Models Module¶

This module defines the neural network architectures for the WGAN-GP implementation.

Architecture Overview¶

The models are designed for tabular data generation with residual connections to improve training stability and gradient flow.

Classes¶

Residual¶

Building block layer that applies linear transformation, batch normalization, and ReLU activation with residual connections.

Generator¶

Residual network-based generator that transforms random noise into synthetic tabular data samples.

Discriminator¶

Multi-layer discriminator network that evaluates the quality of generated samples using Wasserstein distance.

Key Features¶

Residual Connections: Improved gradient flow and training stability
Configurable Architecture: Flexible layer dimensions for different dataset sizes
Batch Normalization: Stabilized training dynamics
Leaky ReLU Activations: Better gradient propagation in discriminator

`wgan_gp.models` ¶

`Discriminator` ¶

Bases: Module

Discriminator.

Source code in wgan_gp/models.py

class Discriminator(nn.Module):
    """
    Discriminator.
    """

    def __init__(self, data_dim, discriminator_dim):
        """
        Initializes the Discriminator network.

        The discriminator is a sequential neural network designed to differentiate
        between real and synthetic data samples. It is built using linear layers
        followed by LeakyReLU activations to introduce non-linearity, enabling it
        to learn complex data distributions.

        Args:
            data_dim (int): The dimension of the input data.

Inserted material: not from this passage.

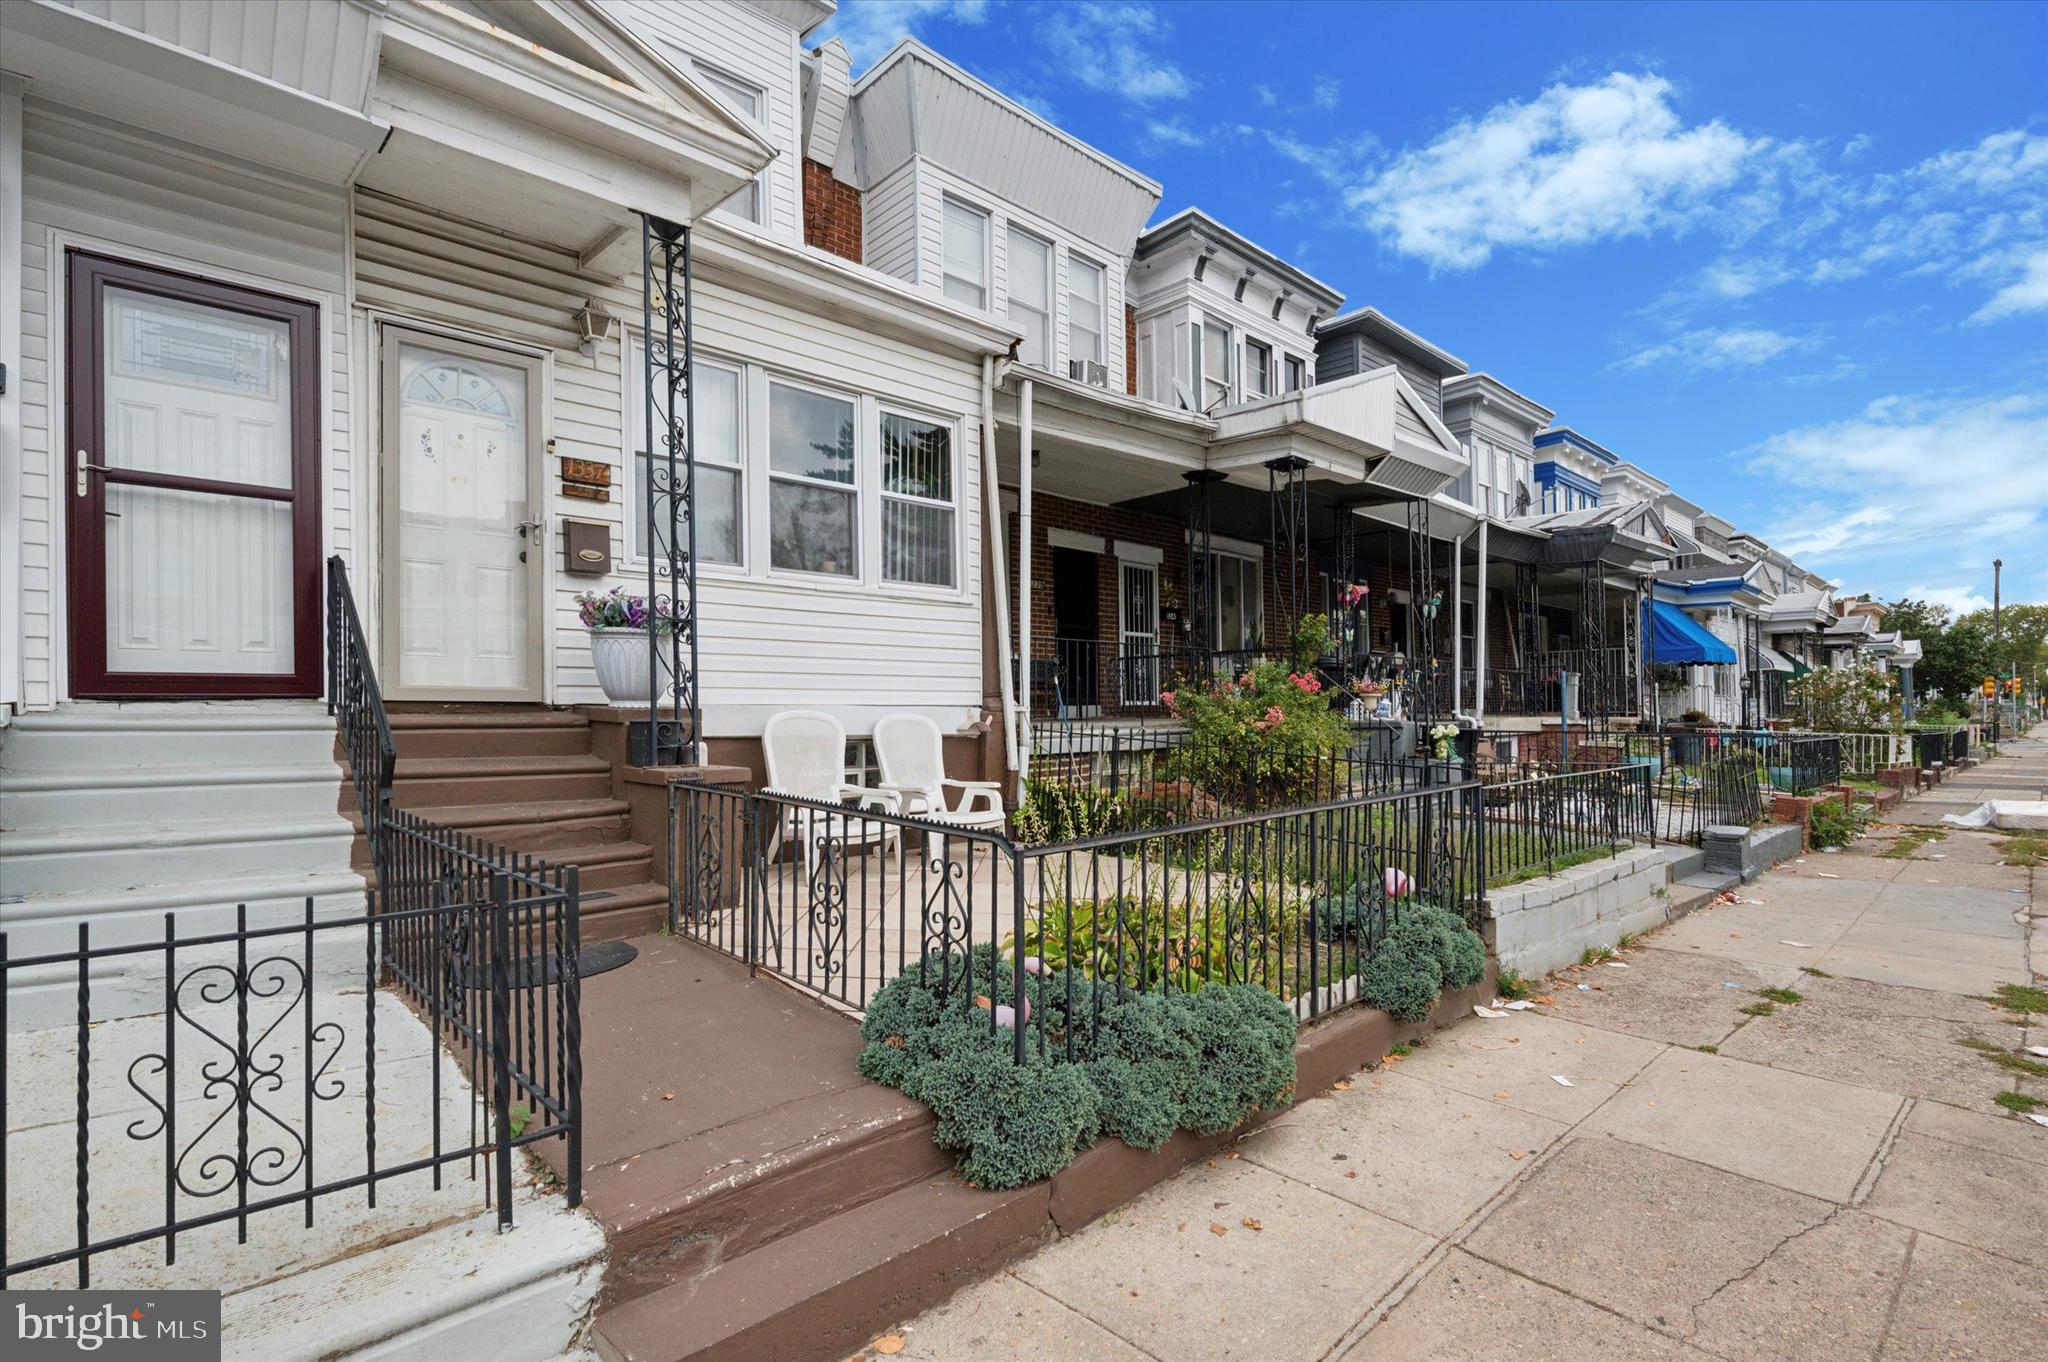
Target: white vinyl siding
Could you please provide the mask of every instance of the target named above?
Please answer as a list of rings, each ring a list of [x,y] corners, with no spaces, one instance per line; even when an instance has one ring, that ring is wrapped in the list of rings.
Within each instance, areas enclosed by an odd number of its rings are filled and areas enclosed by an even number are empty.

This defines the
                number of features in each data sample that the discriminator will
                evaluate.
            discriminator_dim (list): A list of integers specifying the number of
                neurons in each hidden layer of the discriminator network. This
                determines the capacity and complexity of the discriminator.

        Attributes:
            data_dim (int): Stores the dimension of the input data for use in the
                network's forward pass.
            seq (nn.Sequential): An nn.Sequential container that holds the
                discriminator's layers. This allows for easy forward propagation
                through the entire network.
        """
        super(Discriminator, self).__init__()
        seq = []
        self.data_dim = data_dim

        dim = data_dim
        for item in list(discriminator_dim):
            # seq += [nn.Linear(dim, item), nn.LeakyReLU(0.2), nn.Dropout(0.3)]
            seq += [nn.Linear(dim, item), nn.LeakyReLU(0.2)]
            dim = item

        seq += [nn.Linear(dim, 1)]
        self.seq = nn.Sequential(*seq)

    def forward(self, input_):
        """
        Applies the discriminator network to the input data.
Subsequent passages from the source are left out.